问题
I read all the relevant duplicated questions/answers and I found this to be the most relevant answer:
INSERT IGNORE INTO temp(MAILING_ID,REPORT_ID)
SELECT DISTINCT MAILING_ID,REPORT_IDFROM table_1
;
The problem is that I want to remove duplicates by col1 and col2, but also want to include to the insert all the other fields of table_1.
I tried to add all the relevant columns this way:
INSERT IGNORE INTO temp(M_ID,MAILING_ID,REPORT_ID,
MAILING_NAME,VISIBILITY,EXPORTED) SELECT DISTINCT
M_ID,MAILING_ID,REPORT_ID,MAILING_NAME,VISIBILITY,
EXPORTED FROM table_1
;
M_ID(int,primary),MAILING_ID(int),REPORT_ID(int),
MAILING_NAME(varchar),VISIBILITY(varchar),EXPORTED(int)
But it inserted all rows into temp (including duplicates)
回答1:
The best way to delete duplicate rows by multiple columns is the simplest one:
Add an UNIQUE index:
ALTER IGNORE TABLE your_table ADD UNIQUE (field1,field2,field3);
The IGNORE above makes sure that only the first found row is kept, the rest discarded.

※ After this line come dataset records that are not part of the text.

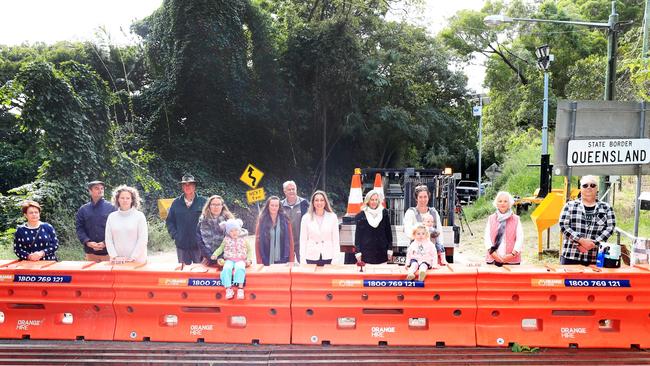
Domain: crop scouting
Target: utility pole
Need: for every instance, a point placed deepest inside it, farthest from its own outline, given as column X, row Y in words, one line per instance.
column 646, row 31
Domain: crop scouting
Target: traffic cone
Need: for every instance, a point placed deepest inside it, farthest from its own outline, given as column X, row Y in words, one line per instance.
column 379, row 187
column 356, row 195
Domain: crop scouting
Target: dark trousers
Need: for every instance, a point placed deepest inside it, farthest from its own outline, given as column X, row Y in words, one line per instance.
column 188, row 256
column 573, row 261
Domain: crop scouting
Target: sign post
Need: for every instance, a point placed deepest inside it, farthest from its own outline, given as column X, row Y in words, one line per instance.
column 252, row 177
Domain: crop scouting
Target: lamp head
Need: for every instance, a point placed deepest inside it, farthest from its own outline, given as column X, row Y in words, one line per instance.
column 494, row 20
column 544, row 57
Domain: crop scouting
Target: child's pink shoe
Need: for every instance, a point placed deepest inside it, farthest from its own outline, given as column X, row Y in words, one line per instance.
column 230, row 293
column 423, row 275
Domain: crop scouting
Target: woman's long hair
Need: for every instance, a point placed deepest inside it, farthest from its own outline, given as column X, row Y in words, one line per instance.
column 265, row 221
column 328, row 207
column 225, row 212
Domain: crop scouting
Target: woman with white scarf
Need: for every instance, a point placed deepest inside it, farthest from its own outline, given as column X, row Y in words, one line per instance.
column 504, row 235
column 373, row 237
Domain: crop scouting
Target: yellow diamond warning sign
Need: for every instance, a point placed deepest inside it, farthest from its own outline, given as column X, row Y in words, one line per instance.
column 251, row 176
column 255, row 195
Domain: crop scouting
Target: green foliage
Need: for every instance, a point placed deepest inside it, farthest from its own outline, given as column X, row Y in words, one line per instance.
column 516, row 347
column 578, row 71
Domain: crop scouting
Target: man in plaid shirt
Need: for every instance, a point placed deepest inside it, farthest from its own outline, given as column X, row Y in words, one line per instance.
column 585, row 223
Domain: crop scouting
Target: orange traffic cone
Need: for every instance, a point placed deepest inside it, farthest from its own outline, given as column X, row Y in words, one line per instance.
column 379, row 187
column 356, row 194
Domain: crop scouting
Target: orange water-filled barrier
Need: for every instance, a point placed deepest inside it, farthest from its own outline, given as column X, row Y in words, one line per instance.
column 56, row 300
column 339, row 305
column 171, row 302
column 563, row 306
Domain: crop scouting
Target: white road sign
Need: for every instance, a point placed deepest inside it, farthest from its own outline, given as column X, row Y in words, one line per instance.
column 608, row 152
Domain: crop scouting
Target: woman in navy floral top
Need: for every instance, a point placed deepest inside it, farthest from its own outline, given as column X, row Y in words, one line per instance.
column 35, row 240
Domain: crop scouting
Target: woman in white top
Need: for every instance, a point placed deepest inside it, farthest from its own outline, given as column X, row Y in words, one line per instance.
column 126, row 228
column 319, row 232
column 413, row 216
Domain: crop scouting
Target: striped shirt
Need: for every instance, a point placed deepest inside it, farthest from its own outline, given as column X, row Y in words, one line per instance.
column 575, row 225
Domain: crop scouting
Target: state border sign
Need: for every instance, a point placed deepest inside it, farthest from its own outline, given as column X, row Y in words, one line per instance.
column 608, row 152
column 601, row 138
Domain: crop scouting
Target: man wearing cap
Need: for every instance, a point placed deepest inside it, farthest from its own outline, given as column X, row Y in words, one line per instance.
column 295, row 207
column 182, row 218
column 91, row 223
column 585, row 223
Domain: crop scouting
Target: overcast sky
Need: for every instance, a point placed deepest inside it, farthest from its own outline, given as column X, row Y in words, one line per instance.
column 79, row 20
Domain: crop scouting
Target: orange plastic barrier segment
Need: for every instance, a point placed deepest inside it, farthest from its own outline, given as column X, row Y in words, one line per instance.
column 56, row 300
column 340, row 305
column 174, row 303
column 563, row 306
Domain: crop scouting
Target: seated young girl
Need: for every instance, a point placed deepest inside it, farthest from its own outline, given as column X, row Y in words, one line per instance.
column 421, row 254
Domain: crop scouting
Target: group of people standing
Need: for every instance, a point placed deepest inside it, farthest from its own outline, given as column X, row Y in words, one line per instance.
column 296, row 229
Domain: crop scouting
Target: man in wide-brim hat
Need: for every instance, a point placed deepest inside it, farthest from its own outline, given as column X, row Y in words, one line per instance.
column 182, row 218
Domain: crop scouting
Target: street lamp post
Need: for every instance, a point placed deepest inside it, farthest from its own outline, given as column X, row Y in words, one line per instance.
column 612, row 27
column 544, row 59
column 478, row 111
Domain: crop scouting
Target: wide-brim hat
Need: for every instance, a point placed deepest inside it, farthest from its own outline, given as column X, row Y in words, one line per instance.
column 94, row 183
column 187, row 178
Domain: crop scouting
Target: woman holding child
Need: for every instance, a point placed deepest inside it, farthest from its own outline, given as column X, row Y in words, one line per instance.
column 373, row 237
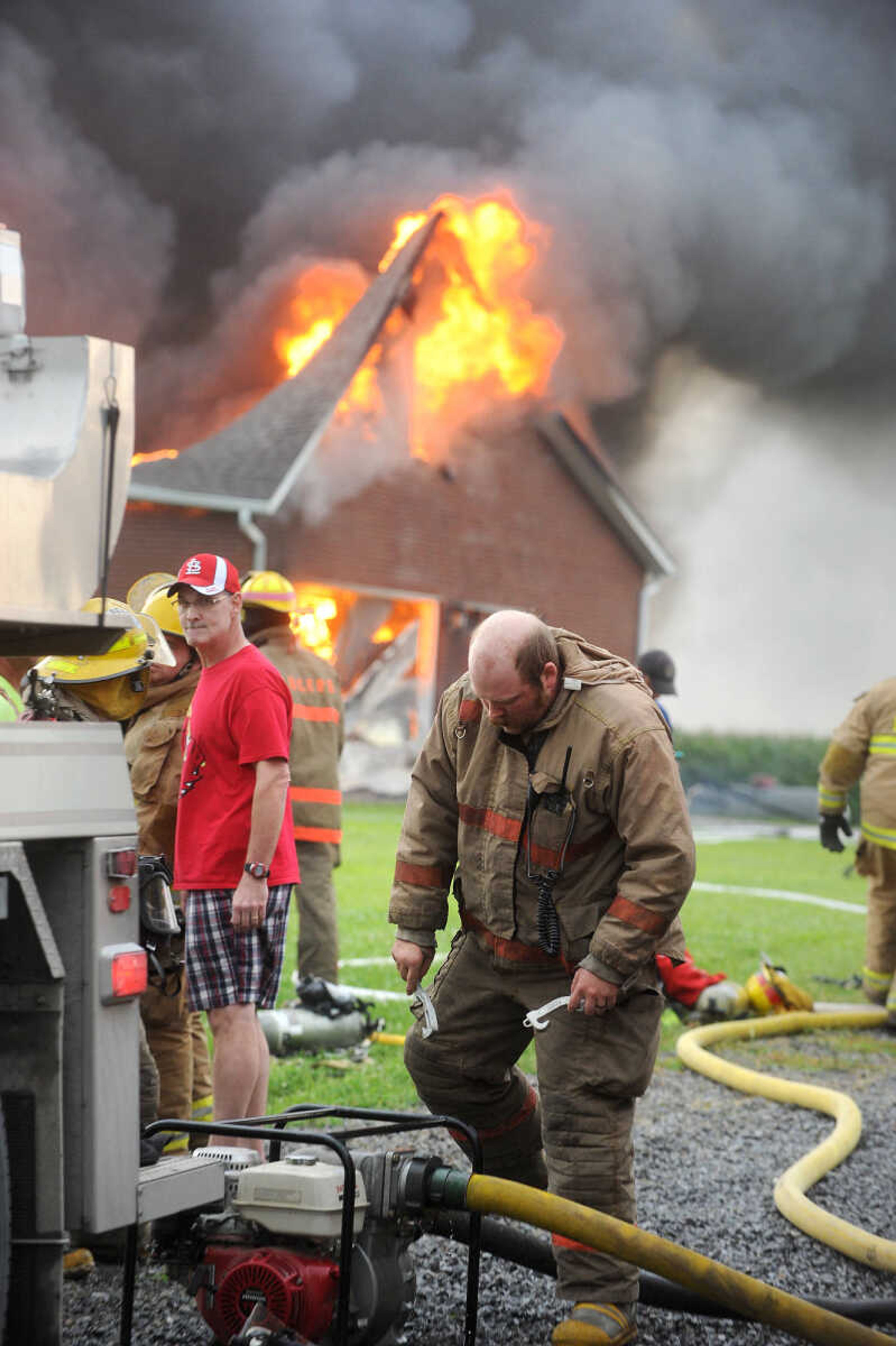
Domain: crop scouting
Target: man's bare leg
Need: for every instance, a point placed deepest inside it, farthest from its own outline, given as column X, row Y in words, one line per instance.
column 240, row 1069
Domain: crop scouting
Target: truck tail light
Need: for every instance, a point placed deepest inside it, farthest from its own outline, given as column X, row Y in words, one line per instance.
column 122, row 865
column 123, row 972
column 119, row 898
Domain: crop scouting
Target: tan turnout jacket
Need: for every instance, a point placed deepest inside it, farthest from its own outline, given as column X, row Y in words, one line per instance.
column 155, row 757
column 627, row 854
column 864, row 746
column 318, row 735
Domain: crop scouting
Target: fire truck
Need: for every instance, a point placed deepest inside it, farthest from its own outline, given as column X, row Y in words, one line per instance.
column 72, row 966
column 325, row 1244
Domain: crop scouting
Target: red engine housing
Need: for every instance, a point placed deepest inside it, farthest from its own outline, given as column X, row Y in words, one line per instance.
column 302, row 1291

(You can then drop that index if you need future duplicates and/or know they won't happen again).
回答2:
This works perfectly in any version of MySQL including 5.7+. It also handles the error You can't specify target table 'my_table' for update in FROM clause
by using a double-nested subquery. It only deletes ONE duplicate row (the later one) so if you have 3 or more duplicates, you can run the query multiple times. It never deletes unique rows.
DELETE FROM my_table
WHERE id IN (
SELECT calc_id FROM (
SELECT MAX(id) AS calc_id
FROM my_table
GROUP BY identField1, identField2
HAVING COUNT(id) > 1
) temp
)
I needed this query because I wanted to add a UNIQUE index on two columns but there were some duplicate rows that I needed to discard first.
回答3:
For Mysql:
DELETE t1 FROM yourtable t1
INNER JOIN yourtable t2 WHERE t1.id < t2.id
AND t1.identField1 = t2.identField1
AND t1.identField2 = t2.identField2;
回答4:
You will first need to find your duplicates by grouping on the two fields with a having clause.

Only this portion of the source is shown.